Prozess um Wirksamkeit der EU-Terrorliste vor dem Europäschen Gerichtshof (EUGH) in Luxemburg – Rechtssicherheit oder Feindstrafrecht
Im März dieses Jahres wurde vor dem OLG Düseldorf ein Prozess gegen drei türkische Linke Aktivisten eröffnet. Gegenstand der Anklage sind dabei vermeintliche Verstöße gegen § 34 AWG in Zusammenhang mit einer vorgeworfenen Mitgliedschaft in einer auf der EU-Terrorliste gelisteten Organisation. Konkrete Vorwürfe betreffen allerdings fast ausschließlich die Arbeit in legalen Kulturvereinen, Solidaritätsarbeit zur menschenrechtwidrigen Situation in türkischen Gefängnissen und die finanzielle Unterstützung politischer Gefangener. Auf dieser dürftigen Grundlage wird den Betroffenen zudem die Mitgliedschaft in einer terroristischen Vereinigung im Ausland – der DHKP/C – gemäß §129 b Strafgesetzbuch (StGB) vorgeworfen.
Einige Rechtsfragen hat der zuständige Senat des OLG Düsseldorf dem Europäischen Gerichtshof in Luxemburg (EUGH) zur Vorabentscheidung vorgelegt. Die mündliche Verhandlung vor der großen Kammer des EuGH findet am 12. Mai statt.
„Es soll hauptsächlich geklärt werden ob eine Listung einer Organisation auf der EU‐Terrorliste auch dann Bestand haben kann, wenn sie unter schwersten Verfahrensfehlern zustande kam und die betreffende Organisation bisher nicht dagegen klagte“ erklärt dazu Rechtsanwältin Britta Eder. Darüber hinaus steht zur Entscheidung ob auch die Entgegennahme von Geldern durch Mitglieder oder das Weitergeben von Mitgliedern einer auf der EU Terrorliste gelisteten Organisation sanktionierbar sein kann. „Dieses Verfahren kann daher also auch europaweit erhebliche Auswirkungen haben“ ergänzt Rechtsanwältin Anni Pues.
Auch für den weiteren Prozess vor dem OLG Düsseldorf ist der Ausgang des europäischen Verfahrens nicht unerheblich, insbesondere da der überwiegende Teil der Anklage auf vermeintliche Vergehen vor 2007 beruht und der Europäische Gerichtshof bereits mehrfach entschieden hatte, dass die Listungen unter schwersten Verfahrensfehlern litten.
Das grundsätzliche Problem in dem Verfahren vor dem OLG Düsseldorf ist jedoch das Anklagekonstrukt an sich, aufgrund dessen es nicht mehr dem jeweiligen Strafgericht zu beurteilen und zu überprüfen obliegt, ob es sich bei einer Organisation tatsächlich um eine terroristische Vereinigung handelt. Diese Entscheidung soll vielmehr durch die grund‐ und menschenrechtlich höchst fragwürdige Aufnahme der Organisation auf die EU-Terrorliste vorweggenommen und somit einer effektiven, einem Strafverfahren angemessenen, gerichtlichen Kontrolle entzogen werden.

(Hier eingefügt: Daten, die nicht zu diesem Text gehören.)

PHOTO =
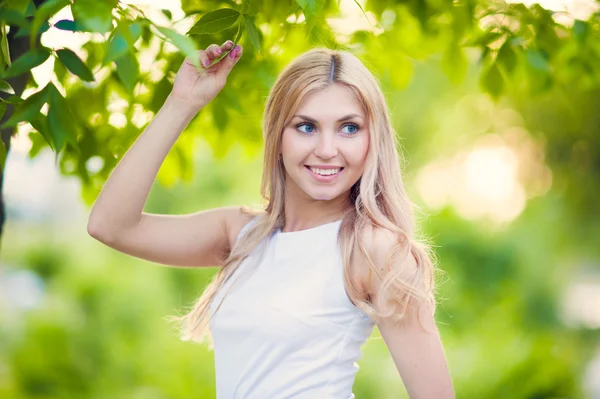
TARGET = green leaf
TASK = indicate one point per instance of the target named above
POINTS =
(6, 87)
(483, 38)
(29, 109)
(580, 30)
(46, 10)
(13, 17)
(491, 81)
(74, 64)
(454, 63)
(68, 25)
(253, 33)
(185, 44)
(220, 116)
(128, 70)
(26, 62)
(4, 52)
(3, 154)
(94, 15)
(60, 119)
(537, 60)
(507, 57)
(311, 8)
(40, 123)
(122, 41)
(214, 22)
(25, 30)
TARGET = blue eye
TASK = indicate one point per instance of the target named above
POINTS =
(353, 128)
(310, 127)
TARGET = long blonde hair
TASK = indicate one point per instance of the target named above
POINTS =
(378, 196)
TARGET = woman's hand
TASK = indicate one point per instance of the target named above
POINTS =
(198, 87)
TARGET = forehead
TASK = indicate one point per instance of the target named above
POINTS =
(335, 100)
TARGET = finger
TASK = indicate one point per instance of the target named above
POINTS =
(214, 51)
(204, 59)
(231, 60)
(236, 53)
(227, 45)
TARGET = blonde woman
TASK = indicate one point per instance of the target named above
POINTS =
(302, 283)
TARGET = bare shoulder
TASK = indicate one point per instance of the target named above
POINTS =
(237, 218)
(380, 244)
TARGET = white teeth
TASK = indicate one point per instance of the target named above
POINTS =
(325, 172)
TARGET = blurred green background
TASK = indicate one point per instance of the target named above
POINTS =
(505, 169)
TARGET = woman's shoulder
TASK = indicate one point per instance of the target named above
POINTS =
(378, 243)
(240, 219)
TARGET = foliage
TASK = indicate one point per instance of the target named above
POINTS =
(501, 321)
(519, 46)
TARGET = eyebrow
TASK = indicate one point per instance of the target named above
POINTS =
(344, 118)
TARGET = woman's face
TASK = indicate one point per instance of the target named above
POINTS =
(325, 145)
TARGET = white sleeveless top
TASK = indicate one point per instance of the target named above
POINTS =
(287, 328)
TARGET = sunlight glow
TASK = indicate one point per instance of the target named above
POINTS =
(493, 179)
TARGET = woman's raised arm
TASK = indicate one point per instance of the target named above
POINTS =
(117, 218)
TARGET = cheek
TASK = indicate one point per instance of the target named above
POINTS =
(358, 151)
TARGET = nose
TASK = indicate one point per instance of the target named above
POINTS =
(326, 146)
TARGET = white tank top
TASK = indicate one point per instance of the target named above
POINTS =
(286, 328)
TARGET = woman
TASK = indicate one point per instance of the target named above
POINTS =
(302, 283)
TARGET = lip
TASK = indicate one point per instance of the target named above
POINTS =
(325, 166)
(324, 179)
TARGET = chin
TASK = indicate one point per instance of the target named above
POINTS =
(323, 195)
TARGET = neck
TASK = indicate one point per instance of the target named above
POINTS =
(303, 212)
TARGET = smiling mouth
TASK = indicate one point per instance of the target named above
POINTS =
(324, 171)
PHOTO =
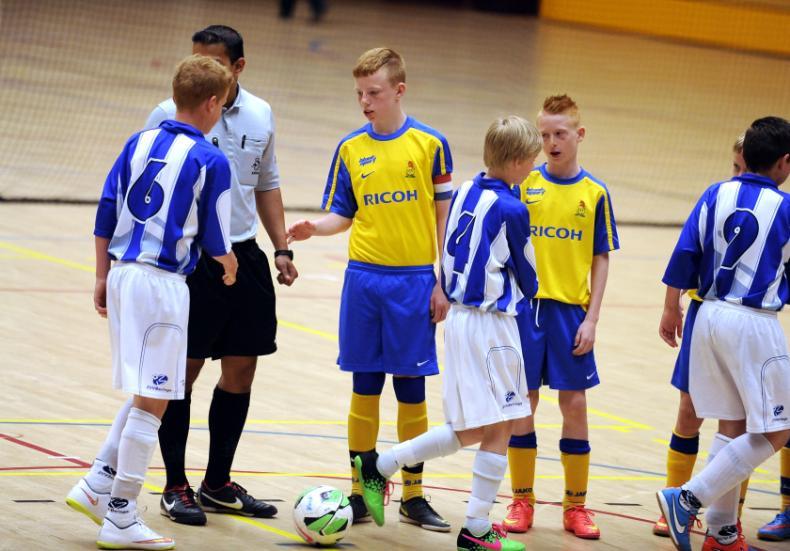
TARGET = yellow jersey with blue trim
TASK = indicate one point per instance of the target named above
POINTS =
(388, 184)
(571, 220)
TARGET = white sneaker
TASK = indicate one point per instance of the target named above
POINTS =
(135, 536)
(89, 502)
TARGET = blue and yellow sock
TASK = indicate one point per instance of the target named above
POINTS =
(522, 453)
(412, 422)
(575, 456)
(681, 457)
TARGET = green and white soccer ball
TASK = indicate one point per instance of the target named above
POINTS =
(323, 515)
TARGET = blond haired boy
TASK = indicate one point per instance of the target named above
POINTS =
(165, 199)
(390, 182)
(488, 272)
(573, 230)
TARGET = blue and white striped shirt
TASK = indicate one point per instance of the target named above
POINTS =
(735, 246)
(488, 261)
(168, 192)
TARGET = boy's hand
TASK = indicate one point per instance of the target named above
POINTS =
(100, 297)
(585, 338)
(439, 304)
(301, 230)
(671, 324)
(230, 264)
(287, 271)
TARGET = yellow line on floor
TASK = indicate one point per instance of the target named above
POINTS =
(316, 422)
(31, 253)
(36, 255)
(592, 411)
(344, 475)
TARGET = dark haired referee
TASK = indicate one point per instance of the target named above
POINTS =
(238, 323)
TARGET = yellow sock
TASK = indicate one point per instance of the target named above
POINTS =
(412, 421)
(522, 472)
(784, 460)
(363, 430)
(577, 473)
(681, 457)
(744, 487)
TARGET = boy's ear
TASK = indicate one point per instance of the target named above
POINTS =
(239, 66)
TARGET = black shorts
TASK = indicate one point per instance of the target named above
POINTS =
(239, 320)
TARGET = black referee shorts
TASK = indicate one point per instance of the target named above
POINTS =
(239, 320)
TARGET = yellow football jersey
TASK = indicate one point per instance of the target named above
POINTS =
(388, 185)
(571, 220)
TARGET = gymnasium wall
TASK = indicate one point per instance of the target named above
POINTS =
(753, 25)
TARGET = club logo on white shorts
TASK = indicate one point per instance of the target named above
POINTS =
(509, 397)
(158, 382)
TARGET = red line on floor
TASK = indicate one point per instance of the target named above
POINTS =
(54, 454)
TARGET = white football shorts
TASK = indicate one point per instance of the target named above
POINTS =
(148, 310)
(484, 378)
(739, 367)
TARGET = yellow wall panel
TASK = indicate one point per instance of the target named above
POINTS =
(762, 27)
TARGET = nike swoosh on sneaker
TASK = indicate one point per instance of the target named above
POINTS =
(94, 501)
(496, 545)
(235, 505)
(680, 528)
(168, 506)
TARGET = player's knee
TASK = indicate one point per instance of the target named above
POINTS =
(573, 402)
(409, 390)
(778, 439)
(154, 406)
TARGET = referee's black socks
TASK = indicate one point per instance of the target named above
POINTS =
(173, 435)
(226, 419)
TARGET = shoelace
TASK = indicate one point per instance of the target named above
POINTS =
(517, 504)
(388, 489)
(187, 497)
(238, 487)
(584, 513)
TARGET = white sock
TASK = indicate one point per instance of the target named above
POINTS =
(102, 471)
(724, 510)
(138, 441)
(731, 466)
(438, 442)
(488, 470)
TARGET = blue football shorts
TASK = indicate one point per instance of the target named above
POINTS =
(548, 331)
(385, 320)
(680, 376)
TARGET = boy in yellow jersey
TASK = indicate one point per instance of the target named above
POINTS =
(390, 182)
(573, 229)
(684, 445)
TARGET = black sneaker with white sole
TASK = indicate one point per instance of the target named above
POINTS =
(418, 511)
(361, 513)
(232, 499)
(179, 505)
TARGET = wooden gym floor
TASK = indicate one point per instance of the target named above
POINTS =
(79, 76)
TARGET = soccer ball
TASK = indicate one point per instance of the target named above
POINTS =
(323, 515)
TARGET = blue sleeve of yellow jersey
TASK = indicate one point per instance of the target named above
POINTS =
(114, 190)
(684, 265)
(605, 228)
(339, 194)
(522, 254)
(442, 169)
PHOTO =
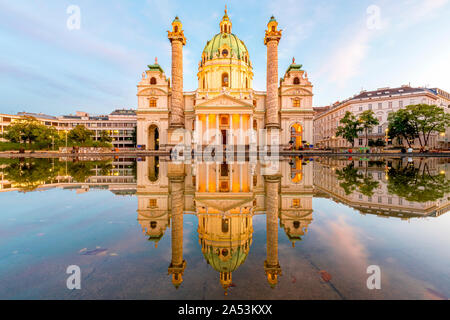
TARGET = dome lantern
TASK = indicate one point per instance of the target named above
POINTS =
(225, 23)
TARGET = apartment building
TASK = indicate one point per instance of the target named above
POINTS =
(120, 124)
(382, 102)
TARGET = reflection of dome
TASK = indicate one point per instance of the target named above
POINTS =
(225, 259)
(226, 41)
(225, 242)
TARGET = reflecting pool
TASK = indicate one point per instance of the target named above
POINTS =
(150, 228)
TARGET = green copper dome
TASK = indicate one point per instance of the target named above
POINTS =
(237, 46)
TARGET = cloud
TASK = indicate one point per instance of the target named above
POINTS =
(345, 61)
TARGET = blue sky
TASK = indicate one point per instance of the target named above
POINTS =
(343, 45)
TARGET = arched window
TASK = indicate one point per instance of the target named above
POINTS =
(225, 224)
(225, 79)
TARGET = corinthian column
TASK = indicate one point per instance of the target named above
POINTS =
(271, 265)
(178, 40)
(273, 36)
(178, 264)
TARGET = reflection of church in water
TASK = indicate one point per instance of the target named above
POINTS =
(224, 197)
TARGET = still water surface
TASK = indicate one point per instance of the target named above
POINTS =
(147, 228)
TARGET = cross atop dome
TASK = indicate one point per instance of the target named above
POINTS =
(225, 23)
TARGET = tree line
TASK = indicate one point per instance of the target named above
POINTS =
(31, 134)
(418, 121)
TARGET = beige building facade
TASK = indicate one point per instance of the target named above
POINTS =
(225, 109)
(382, 102)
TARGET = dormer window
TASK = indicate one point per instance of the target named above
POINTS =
(225, 79)
(152, 102)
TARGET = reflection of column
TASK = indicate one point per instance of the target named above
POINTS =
(217, 130)
(197, 131)
(240, 177)
(178, 264)
(217, 177)
(207, 129)
(178, 40)
(271, 39)
(271, 265)
(231, 142)
(207, 176)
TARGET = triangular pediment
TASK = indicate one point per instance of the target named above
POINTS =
(224, 100)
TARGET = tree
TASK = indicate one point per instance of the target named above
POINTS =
(368, 120)
(415, 182)
(401, 125)
(349, 129)
(105, 137)
(428, 119)
(80, 135)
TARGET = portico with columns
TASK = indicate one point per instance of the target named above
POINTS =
(225, 109)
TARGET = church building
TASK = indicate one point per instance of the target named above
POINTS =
(225, 108)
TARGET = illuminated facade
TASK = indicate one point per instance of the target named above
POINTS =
(225, 109)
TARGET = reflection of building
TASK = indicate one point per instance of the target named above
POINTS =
(225, 104)
(378, 200)
(225, 197)
(119, 178)
(119, 124)
(382, 102)
(296, 198)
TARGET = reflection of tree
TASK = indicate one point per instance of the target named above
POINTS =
(416, 183)
(352, 180)
(82, 170)
(30, 173)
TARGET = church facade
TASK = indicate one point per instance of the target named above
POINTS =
(225, 109)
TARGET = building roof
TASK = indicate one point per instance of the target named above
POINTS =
(382, 92)
(36, 115)
(155, 67)
(124, 112)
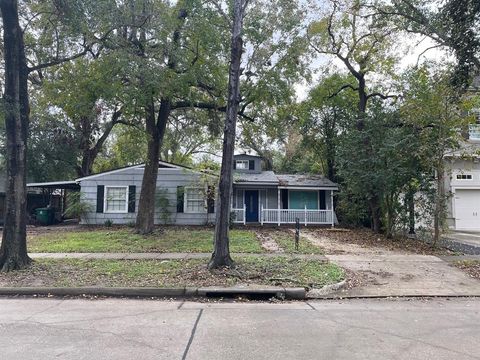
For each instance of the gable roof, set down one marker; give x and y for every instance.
(286, 180)
(162, 164)
(256, 177)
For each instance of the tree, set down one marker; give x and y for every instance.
(353, 35)
(13, 251)
(84, 96)
(324, 115)
(453, 24)
(221, 252)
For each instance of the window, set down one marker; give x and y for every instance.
(116, 199)
(242, 165)
(194, 200)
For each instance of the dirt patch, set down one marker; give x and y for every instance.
(364, 241)
(278, 271)
(471, 267)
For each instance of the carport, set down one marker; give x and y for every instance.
(54, 195)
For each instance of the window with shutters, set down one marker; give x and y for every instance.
(242, 165)
(116, 199)
(194, 200)
(464, 177)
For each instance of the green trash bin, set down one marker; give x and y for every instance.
(45, 216)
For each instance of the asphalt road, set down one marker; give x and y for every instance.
(147, 329)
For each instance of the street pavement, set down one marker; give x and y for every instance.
(149, 329)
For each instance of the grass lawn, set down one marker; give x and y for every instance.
(278, 271)
(125, 240)
(286, 240)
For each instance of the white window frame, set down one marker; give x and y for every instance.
(246, 162)
(185, 201)
(105, 198)
(463, 174)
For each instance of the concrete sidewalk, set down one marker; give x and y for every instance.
(116, 329)
(162, 256)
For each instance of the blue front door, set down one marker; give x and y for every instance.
(251, 202)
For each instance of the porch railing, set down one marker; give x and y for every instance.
(239, 215)
(289, 216)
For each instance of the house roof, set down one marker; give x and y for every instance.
(3, 180)
(72, 185)
(467, 149)
(286, 180)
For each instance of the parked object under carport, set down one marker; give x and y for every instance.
(45, 216)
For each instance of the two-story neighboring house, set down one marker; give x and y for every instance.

Die EU‐Terrorliste wird durch ein Gremium des EU Rats, meist auf unhinterfragten Geheimdienstinformationen aus einem beantragenden Staat erstellt. Der Sonderermittler der EU, Dick Marty, sprach in Bezug auf eine Listung von einer zivilen Todesstrafe und einem rechtsstaatlichen Skandal unter dem Deckmantel der Terrorbekämpfung. Mit dem neuen Anklagekonstrukt soll demzufolge nach Einschätzung der Verteidigung und von Menschenrechtlern ein neues Mittel der Kriminalisierung unliebsamer politisch Tätiger Menschen erprobt werden.
Das mündliche Verfahren der großen Kammer vor dem EuGH in Luxemburg findet am 12. Mai 2010 ab 9.30 Uhr statt.